In Matter of Dhanasar, 26 I&N Dec. 884 (AAO 2016), the Administrative Appeals Office (AAO) revised the requirements for qualification in the EB-2 NIW category.
USCIS may grant a national interest waiver if the petitioner demonstrates: (1) that the foreign national’s proposed endeavor has both substantial merit and national importance; (2) that he or she is well positioned to advance the proposed endeavor; and (3) that, on balance, it would be beneficial to the United States to waive the job offer and labor certification requirements.
The new Dhanasar standard, requires “(1) that the foreign national’s proposed endeavor has both substantial merit and national importance; (2) that the foreign national is well positioned to advance the proposed endeavor; and (3) that, on balance, it would be beneficial to the United States to waive the requirements of a job offer and thus of a labor certification.”
“Substantial merit and national importance”
In order to satisfy the first test, the AAO allows that merit may be demonstrated in a variety of areas including “business, entrepreneurialism, science, technology, culture, health, or education.” Quantifying economic impact is one way to meet the test, in addition to other evidence of national importance depending on the field, for example, in research, advances to knowledge of pure science and human knowledge, or in manufacturing, a mechanical improvement with wide ranging application may be sufficient. Further, the new requirements allow for a less than “national in scope” and work that is of “national importance” will be sufficient.
“Well positioned to advance the proposed endeavor”
The AAO applies this test by examining factors including, but not limited to “the individual’s education, skills, knowledge and record of success in related or similar efforts; a model or plan for future activities; any progress towards achieving the proposed endeavor; and the interest of potential customers, users, investors, or other relevant entities or individuals.” One need not prove that their work is more likely than not to ultimately succeed, rather proof by a preponderance of the evidence, that they are well positioned to advance the proposed endeavor is sufficient.
“On balance, it would be beneficial to the United States to waive the requirements of a job offer and thus of a labor certification”
For this final aspect of the evaluation, the USCIS was directed to weigh the protection of the US labor force, encapsulated in the PERM labor certification process against other important factors of national interest. Factors to consider include
“whether, in light of the nature of the foreign national’s qualifications of proposed endeavor, it would be impractical either for the foreign national to secure a job offer of or from the petitioner to obtain a labor certification; whether, even assuming that other qualified U.S. workers are available, the United States would still benefit from the foreign national’s contributions; and whether the national interest in the foreign national’s contributions is sufficiently urgent to warrant forgoing the labor certification process. We emphasize that, in each case, the factor(s) considered must, taken together, indicate that on balance, it would be beneficial to the United States to waive the requirements of a job offer and thus of a labor certification.” Matter of Dhanasar.

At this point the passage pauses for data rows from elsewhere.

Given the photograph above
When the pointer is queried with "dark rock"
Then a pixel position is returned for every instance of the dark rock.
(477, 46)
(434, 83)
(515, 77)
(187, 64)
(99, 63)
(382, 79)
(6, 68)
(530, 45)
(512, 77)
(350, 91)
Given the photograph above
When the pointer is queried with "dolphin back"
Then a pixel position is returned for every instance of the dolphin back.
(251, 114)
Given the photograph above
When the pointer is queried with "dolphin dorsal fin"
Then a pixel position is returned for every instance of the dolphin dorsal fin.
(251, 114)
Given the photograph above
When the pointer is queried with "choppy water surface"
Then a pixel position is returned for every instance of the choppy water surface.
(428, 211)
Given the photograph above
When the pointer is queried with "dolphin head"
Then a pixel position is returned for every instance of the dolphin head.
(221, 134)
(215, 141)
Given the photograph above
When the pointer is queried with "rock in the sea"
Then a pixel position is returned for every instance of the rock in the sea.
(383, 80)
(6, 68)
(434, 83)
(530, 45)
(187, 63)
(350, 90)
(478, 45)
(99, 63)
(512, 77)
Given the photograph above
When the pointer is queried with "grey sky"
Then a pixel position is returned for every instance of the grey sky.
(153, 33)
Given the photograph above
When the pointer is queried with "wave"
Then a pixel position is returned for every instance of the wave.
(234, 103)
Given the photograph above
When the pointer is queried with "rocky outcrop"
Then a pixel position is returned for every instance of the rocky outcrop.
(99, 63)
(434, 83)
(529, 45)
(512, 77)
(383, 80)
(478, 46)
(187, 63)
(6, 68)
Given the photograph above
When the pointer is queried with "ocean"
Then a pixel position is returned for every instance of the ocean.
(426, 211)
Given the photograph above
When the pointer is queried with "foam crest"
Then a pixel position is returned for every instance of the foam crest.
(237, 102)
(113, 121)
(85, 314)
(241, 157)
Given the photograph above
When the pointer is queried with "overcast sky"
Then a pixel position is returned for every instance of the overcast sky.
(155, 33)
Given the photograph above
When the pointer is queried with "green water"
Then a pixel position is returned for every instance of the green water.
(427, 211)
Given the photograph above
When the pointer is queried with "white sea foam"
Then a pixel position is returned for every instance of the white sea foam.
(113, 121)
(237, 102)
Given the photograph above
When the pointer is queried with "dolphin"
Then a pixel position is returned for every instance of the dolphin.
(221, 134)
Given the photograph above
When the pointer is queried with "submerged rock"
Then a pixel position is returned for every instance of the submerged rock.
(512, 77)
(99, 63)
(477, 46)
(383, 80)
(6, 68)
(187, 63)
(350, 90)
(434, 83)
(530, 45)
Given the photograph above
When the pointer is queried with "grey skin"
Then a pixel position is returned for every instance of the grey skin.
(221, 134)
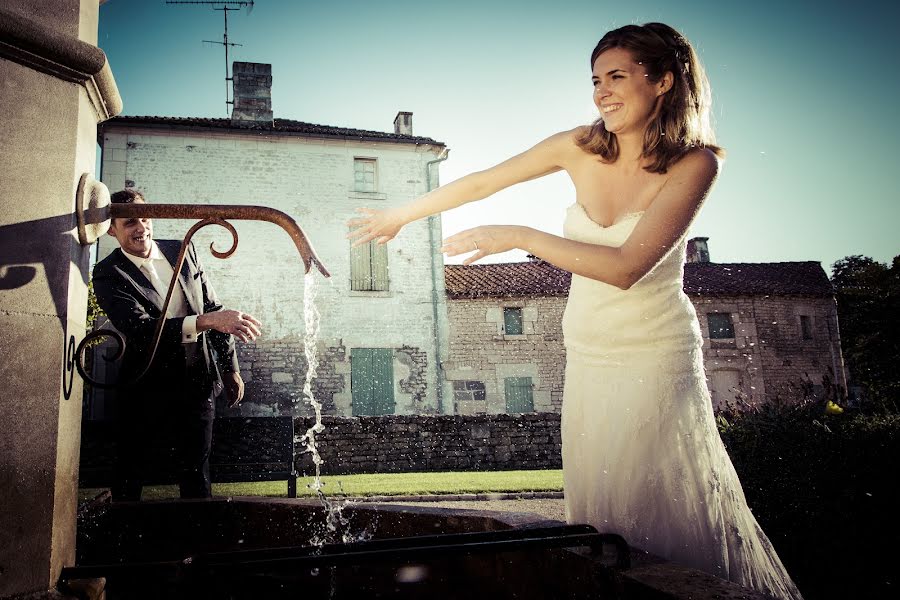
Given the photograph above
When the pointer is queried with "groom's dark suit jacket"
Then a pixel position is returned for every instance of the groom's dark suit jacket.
(134, 307)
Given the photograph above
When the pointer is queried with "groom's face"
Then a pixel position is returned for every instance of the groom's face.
(135, 236)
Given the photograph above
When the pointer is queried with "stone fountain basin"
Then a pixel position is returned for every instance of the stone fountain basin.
(157, 534)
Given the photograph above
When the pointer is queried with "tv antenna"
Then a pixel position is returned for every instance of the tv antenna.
(224, 7)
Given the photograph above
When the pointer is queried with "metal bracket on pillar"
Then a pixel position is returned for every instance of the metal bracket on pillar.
(91, 209)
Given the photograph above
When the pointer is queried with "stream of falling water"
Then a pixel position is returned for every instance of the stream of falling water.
(335, 522)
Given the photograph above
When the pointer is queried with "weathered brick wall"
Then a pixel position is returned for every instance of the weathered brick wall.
(769, 352)
(396, 444)
(480, 352)
(311, 180)
(767, 359)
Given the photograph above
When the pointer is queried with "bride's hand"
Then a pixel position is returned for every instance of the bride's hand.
(379, 225)
(483, 241)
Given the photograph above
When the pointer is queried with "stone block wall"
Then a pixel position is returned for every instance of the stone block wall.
(769, 357)
(480, 352)
(312, 180)
(399, 444)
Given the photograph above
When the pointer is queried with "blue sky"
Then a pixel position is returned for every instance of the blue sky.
(804, 97)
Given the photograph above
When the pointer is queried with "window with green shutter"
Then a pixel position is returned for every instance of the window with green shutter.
(372, 381)
(364, 175)
(720, 326)
(512, 321)
(519, 395)
(369, 268)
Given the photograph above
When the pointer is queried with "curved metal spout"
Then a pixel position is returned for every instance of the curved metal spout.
(224, 212)
(209, 214)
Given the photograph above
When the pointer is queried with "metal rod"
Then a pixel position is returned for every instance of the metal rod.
(239, 212)
(210, 214)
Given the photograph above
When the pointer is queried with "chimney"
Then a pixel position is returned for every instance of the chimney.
(252, 85)
(403, 123)
(697, 250)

The big departure from the prior interpretation is the removal of the requirement that the petitioner prove that the completion of the PERM labor certification would somehow cause harm to the national interest. For example, it may be impractical for an entrepreneur or self-employed inventor, pursuing their project, to obtain a fair and reasonable job offer from an employer. Without an employer, the PERM labor certification is impossible.
The immigration service has looked to the following factors in determining whether a case involves something that would qualify as in the National Interest: (1) improving the U.S. economy; (2) improving wages and working conditions for U.S. workers; (3) improving education and programs for U.S. children and under qualified workers; (4) improving health care; (5) providing more affordable housing; (6) improving the U.S. environment and making more productive use of natural resources; and (7) interested government agency request.
The NIW is not for everyone, yet it can serve as a fine alternative to obtaining a labor certification.